A cap table (capitalization table) is a record of all equity ownership in a company — who holds shares, options, warrants, and convertible instruments, and in what amounts. It tracks the full ownership structure of a startup from founding through each funding round, and it is one of the first documents an investor requests during diligence on any priced round.

A typical cap table includes: founders' shares (and their vesting schedules), employee stock option pool (ESOP) (typically 10–20% of post-money cap table set aside for hires), angel investors and their stakes, convertible instruments (SAFEs, notes) and their terms (caps, discounts, accrued interest), and venture investors with their ownership percentages, investment amounts, and any special rights (board seats, pro-rata, MFN). Modern cap tables are managed in dedicated software (Pulley, Carta, Capdesk, Cake) rather than spreadsheets, because conversion modeling under different scenarios is error-prone in Excel and gets harder with each successive round.

Investors review the cap table carefully before making an investment. They are looking for: founder ownership (are founders sufficiently incentivized? Founders should hold 60%+ at seed, 40%+ at Series A, 25%+ at Series B as a rough heuristic), option pool size (is there enough runway for key hires? Typical pool is 10–15% pre-Series-A, 12–18% at Series A), clean structure (no unusual terms, no debt-like convertibles with off-market interest rates, no preferred shares with aggressive liquidation preferences), and existing investor quality (Are prior backers institutional? Will they participate pro-rata? Do any have rights that block future rounds?).

Founder vesting is a standard requirement at any institutional round. The market standard is a four-year vest with a one-year cliff: 25% vests after one year, then the remaining 75% vests monthly over the next 36 months. Founders who haven't set up vesting on their own shares often find investors require it as a closing condition, which can be uncomfortable to negotiate retroactively. Setting up founder vesting at incorporation is the cleaner path.

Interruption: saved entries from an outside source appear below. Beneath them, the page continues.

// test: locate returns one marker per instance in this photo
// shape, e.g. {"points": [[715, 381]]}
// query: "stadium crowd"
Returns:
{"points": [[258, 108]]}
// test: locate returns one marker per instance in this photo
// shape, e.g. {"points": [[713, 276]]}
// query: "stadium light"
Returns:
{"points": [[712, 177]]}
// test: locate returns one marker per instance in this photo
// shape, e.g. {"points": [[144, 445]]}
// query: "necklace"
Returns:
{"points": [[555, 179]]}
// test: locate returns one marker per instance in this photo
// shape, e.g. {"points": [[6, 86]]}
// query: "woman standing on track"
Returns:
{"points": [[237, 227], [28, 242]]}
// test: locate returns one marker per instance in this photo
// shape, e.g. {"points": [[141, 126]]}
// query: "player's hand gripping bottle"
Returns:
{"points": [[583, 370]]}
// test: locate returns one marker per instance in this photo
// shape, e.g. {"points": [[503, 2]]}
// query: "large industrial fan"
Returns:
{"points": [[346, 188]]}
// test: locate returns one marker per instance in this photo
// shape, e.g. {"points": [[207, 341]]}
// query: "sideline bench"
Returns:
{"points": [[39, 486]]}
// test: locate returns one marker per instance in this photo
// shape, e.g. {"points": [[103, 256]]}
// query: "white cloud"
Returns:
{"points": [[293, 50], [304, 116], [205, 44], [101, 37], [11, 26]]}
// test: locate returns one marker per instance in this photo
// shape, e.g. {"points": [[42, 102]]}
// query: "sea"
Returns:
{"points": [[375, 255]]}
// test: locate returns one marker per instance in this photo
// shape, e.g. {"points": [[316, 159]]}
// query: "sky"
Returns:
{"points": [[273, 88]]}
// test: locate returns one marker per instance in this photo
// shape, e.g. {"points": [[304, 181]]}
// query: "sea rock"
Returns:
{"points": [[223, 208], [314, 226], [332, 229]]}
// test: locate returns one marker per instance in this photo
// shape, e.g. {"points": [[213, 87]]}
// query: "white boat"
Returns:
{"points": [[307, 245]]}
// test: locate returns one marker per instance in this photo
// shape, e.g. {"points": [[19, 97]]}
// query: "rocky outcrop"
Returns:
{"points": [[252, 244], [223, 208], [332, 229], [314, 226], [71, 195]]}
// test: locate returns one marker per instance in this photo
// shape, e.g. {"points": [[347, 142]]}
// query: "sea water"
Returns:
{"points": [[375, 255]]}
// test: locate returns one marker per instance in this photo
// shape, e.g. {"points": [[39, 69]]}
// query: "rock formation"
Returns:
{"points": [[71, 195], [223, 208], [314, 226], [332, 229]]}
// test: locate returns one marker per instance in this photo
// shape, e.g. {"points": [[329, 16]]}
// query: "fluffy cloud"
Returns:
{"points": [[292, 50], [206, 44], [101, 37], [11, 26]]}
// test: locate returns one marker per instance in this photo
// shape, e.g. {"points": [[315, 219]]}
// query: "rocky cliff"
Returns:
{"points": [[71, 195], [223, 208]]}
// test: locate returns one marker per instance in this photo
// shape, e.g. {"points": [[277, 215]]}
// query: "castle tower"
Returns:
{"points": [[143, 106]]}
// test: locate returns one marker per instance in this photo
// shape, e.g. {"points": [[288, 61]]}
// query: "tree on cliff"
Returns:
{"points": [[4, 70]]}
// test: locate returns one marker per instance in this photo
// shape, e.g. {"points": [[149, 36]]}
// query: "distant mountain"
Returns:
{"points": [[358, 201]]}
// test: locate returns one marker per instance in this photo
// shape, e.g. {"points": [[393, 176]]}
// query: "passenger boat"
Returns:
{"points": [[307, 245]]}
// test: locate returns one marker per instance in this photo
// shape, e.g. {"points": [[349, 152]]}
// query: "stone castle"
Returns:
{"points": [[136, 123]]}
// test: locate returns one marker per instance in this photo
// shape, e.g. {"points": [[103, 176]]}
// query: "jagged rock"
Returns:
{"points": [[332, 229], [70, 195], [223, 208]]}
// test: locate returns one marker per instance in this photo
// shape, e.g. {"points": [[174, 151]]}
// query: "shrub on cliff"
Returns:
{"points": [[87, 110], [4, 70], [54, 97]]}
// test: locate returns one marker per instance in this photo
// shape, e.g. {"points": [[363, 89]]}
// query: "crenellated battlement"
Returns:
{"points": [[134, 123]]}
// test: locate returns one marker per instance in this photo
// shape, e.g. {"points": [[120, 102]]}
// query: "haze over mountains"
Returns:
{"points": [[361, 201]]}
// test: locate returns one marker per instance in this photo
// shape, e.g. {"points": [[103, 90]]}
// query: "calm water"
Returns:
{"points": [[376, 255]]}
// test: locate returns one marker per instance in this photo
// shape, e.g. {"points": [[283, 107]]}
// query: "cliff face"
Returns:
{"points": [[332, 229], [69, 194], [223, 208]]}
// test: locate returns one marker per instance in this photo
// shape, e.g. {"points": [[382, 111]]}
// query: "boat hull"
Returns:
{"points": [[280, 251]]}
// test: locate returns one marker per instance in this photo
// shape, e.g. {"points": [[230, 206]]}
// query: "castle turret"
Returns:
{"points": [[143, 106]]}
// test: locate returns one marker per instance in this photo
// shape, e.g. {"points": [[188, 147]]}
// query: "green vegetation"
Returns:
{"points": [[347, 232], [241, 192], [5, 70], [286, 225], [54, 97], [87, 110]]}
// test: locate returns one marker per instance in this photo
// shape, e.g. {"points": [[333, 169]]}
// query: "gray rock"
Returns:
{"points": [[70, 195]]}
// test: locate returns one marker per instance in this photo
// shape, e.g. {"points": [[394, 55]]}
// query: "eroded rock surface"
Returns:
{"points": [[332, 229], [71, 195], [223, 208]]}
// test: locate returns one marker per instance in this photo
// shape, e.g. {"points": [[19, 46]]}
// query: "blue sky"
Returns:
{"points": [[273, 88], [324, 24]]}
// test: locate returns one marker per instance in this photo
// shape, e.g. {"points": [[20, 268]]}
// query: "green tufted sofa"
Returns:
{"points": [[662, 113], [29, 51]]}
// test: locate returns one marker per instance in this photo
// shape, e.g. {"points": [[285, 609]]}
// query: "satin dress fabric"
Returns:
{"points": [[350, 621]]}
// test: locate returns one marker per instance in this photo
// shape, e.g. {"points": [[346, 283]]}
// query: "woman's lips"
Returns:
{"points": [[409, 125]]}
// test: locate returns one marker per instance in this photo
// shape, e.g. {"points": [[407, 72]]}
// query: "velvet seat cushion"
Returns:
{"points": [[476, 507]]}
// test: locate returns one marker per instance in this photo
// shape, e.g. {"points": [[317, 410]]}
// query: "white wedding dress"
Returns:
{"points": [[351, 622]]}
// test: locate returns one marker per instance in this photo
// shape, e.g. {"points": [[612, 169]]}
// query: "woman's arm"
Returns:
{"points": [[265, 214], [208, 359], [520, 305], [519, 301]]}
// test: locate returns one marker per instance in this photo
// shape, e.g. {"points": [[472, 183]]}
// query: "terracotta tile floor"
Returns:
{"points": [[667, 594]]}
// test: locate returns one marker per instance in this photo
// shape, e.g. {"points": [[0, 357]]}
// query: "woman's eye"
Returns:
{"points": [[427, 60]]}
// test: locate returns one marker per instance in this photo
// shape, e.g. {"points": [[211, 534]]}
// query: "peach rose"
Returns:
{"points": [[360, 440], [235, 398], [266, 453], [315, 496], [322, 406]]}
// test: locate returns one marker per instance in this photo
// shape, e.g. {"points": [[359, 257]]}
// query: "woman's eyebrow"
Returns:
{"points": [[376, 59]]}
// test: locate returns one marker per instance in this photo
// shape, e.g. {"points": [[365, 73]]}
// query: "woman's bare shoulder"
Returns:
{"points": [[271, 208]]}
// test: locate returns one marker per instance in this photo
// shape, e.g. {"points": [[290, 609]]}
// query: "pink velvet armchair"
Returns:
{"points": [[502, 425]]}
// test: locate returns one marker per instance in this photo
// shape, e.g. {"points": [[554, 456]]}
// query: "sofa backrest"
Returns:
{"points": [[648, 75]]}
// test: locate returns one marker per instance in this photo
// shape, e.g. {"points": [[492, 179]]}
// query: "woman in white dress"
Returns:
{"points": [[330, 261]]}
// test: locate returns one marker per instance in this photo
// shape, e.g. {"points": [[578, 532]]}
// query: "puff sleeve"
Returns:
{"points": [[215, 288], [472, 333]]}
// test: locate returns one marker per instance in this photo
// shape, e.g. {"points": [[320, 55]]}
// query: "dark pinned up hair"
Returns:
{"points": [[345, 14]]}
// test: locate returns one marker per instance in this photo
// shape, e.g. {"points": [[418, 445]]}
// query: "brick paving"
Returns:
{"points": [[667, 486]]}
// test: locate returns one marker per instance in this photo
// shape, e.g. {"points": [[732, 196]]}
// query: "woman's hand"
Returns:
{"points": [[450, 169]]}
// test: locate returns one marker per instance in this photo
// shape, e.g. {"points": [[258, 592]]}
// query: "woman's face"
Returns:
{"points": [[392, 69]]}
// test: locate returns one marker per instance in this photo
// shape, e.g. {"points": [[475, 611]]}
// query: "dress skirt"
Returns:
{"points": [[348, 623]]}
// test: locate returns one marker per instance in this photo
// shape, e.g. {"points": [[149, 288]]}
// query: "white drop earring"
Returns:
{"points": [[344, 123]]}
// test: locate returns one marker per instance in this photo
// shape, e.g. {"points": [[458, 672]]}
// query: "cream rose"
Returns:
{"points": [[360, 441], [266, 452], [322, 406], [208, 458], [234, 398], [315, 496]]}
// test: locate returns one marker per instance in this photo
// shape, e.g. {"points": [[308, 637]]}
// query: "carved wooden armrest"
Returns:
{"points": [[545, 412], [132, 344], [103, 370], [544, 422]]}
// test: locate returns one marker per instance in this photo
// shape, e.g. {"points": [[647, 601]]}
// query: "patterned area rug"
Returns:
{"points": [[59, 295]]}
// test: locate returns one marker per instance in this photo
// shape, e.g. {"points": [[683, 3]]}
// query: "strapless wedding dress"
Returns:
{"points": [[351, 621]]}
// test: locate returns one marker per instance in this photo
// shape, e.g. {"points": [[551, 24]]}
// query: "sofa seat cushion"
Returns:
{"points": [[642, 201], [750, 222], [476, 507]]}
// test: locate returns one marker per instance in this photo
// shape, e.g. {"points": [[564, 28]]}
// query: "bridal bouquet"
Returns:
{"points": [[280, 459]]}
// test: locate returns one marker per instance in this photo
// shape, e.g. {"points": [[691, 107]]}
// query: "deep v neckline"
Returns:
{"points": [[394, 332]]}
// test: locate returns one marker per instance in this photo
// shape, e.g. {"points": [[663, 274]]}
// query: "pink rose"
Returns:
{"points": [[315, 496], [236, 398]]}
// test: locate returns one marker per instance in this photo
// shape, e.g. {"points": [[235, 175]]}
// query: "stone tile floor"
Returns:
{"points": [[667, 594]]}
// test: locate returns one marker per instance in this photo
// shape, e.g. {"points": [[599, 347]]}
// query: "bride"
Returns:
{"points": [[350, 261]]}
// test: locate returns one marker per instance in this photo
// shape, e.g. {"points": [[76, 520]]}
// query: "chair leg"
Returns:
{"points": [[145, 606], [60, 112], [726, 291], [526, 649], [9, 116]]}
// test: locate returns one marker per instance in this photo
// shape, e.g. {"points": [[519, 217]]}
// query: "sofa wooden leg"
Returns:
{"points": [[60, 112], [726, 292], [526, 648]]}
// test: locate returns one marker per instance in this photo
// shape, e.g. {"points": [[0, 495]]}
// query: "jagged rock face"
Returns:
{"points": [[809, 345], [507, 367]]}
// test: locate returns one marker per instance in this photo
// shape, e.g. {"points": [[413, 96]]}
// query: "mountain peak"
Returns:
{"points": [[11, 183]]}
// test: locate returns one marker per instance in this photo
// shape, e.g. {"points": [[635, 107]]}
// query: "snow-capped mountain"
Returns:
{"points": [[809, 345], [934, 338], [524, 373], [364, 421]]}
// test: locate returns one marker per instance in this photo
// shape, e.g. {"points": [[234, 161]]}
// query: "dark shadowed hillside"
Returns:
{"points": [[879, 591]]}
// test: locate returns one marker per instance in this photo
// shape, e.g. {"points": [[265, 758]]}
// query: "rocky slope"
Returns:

Option pool expansions ("topping up the pool") are common at each priced round. Investors typically require the pool be sized to cover the next 12–18 months of hiring before they invest, and the expansion comes out of the pre-money valuation — meaning it dilutes existing shareholders (mostly founders) rather than incoming investors. Founders should model this dilution carefully: a $2M Series A at $10M pre-money with a 10% pool top-up effectively dilutes founders by another 8.3% beyond the headline dilution of the round.

A clean, well-organized cap table signals that founders understand the mechanics of equity and have managed prior fundraising professionally. Overly diluted founders (under 25% at seed), complex structures with unusual terms, or messy early arrangements (verbal promises to advisors, undocumented "co-founder" claims) are red flags that can slow or kill investment conversations. Maintaining the cap table in real-time using Pulley or Carta — not as a side project that gets updated under pressure during diligence — is the operational practice that prevents these issues.